EE Seminar: Multi-objective Co-Evolution of CPN Controllers for a One-on-one Robotic Soccer Game
~~Speaker: Naftali Kopilevich,
M.Sc. student under the supervision of Prof. Emilia Fridman and Dr. Amiram Moshaiov
Monday, July 27, 2015 at 15:00
Room 011, Kitot Bldg., Faculty of Engineering
Multi-objective Co-Evolution of CPN Controllers for a One-on-one Robotic Soccer Game
Abstract
Counter Propagation Neuro-controllers (CPNs) are trained by co-evolution for the purpose of a robotic soccer-like game. In contrast to the commonly used Feed-Forward Neuro-controllers (FFNs), CPNs are characterized by a Kohonen layer, where the inputs are self-organized. This is followed by a Grossberg layer, in which a mapping of the input classes to the control outputs occurs.
The Kohonen layer is trained ahead of the evolutionary process by either self-organizing or alternatively by k-means clustering. Next, the Grossberg layer undergoes a co-evolutionary process. Numerical simulations are carried out using two known co-evolutionary schemes. The co-evolution results are compared and discussed.

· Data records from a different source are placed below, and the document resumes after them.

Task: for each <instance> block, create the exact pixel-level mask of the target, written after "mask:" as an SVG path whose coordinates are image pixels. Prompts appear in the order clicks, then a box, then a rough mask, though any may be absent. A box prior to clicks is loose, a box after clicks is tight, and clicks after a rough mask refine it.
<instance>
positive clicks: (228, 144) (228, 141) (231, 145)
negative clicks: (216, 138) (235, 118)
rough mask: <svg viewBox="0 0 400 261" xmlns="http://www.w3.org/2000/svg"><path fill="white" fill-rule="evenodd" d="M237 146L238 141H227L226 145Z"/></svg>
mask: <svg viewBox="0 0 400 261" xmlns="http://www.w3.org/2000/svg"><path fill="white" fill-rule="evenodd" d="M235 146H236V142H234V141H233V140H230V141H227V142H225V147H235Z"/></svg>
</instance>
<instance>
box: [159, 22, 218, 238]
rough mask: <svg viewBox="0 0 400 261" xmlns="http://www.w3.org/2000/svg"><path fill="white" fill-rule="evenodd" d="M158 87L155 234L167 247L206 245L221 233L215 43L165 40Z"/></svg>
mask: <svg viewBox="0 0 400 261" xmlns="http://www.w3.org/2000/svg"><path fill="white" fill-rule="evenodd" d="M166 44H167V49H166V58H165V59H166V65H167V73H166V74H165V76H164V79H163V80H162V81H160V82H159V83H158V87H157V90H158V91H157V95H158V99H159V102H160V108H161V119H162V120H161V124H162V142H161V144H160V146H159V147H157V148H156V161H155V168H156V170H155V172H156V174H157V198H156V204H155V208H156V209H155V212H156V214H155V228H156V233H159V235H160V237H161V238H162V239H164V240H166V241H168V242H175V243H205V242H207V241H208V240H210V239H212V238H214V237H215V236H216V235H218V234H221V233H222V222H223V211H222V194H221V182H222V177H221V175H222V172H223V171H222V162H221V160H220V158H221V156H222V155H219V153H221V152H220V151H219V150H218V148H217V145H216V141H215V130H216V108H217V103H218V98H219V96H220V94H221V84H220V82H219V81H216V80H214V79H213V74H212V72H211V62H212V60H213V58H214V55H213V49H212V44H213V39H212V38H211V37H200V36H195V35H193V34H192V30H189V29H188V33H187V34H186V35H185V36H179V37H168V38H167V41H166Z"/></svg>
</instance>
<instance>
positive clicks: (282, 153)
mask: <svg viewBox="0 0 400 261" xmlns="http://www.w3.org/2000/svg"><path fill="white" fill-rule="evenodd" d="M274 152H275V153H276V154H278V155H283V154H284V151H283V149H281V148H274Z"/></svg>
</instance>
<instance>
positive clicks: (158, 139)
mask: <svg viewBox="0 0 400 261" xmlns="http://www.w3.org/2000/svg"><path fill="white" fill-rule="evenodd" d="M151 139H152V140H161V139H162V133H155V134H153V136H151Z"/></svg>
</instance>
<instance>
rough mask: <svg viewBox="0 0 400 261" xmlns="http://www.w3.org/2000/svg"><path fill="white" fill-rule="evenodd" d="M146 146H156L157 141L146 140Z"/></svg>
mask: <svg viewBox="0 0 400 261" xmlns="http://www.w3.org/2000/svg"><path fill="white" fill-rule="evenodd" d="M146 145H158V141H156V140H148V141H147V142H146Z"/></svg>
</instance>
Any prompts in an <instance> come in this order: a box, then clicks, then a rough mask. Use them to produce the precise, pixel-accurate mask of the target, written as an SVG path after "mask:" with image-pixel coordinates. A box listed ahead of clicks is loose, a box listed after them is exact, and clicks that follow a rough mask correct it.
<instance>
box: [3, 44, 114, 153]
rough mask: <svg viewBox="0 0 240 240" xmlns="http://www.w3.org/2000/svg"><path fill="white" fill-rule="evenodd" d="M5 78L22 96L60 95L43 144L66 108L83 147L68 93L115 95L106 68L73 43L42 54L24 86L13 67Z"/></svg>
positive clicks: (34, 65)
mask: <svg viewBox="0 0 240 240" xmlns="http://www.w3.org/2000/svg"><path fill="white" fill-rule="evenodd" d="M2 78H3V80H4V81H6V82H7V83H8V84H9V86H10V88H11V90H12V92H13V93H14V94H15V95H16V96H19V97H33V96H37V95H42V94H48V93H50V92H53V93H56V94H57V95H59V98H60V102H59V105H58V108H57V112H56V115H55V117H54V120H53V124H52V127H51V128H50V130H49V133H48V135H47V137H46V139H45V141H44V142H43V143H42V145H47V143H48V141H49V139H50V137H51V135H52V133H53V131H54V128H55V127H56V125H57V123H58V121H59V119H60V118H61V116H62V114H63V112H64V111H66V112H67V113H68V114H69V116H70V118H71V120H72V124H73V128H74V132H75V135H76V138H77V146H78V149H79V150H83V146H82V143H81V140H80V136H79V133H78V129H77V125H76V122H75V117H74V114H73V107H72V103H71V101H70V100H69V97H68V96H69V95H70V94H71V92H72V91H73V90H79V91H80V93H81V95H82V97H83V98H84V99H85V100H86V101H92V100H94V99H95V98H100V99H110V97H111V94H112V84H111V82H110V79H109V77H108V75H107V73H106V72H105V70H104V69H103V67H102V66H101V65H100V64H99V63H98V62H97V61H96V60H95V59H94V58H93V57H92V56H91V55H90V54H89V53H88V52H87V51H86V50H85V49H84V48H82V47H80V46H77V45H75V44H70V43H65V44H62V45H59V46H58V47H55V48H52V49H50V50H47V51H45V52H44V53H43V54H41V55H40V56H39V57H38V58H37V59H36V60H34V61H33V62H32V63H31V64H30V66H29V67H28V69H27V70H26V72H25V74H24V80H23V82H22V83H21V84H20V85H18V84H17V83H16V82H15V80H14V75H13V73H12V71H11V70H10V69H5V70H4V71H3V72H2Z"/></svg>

This work shows, within the limitations of the considered case, that CPN-based neuro-controllers are comparable with FFN-based ones. It also emphasizes that a two-phase co-evolutionary scheme, with a multi-objective 1st phase, has a considerable run-time advantage over a single-objective one-phase scheme. Finally, future work is suggested.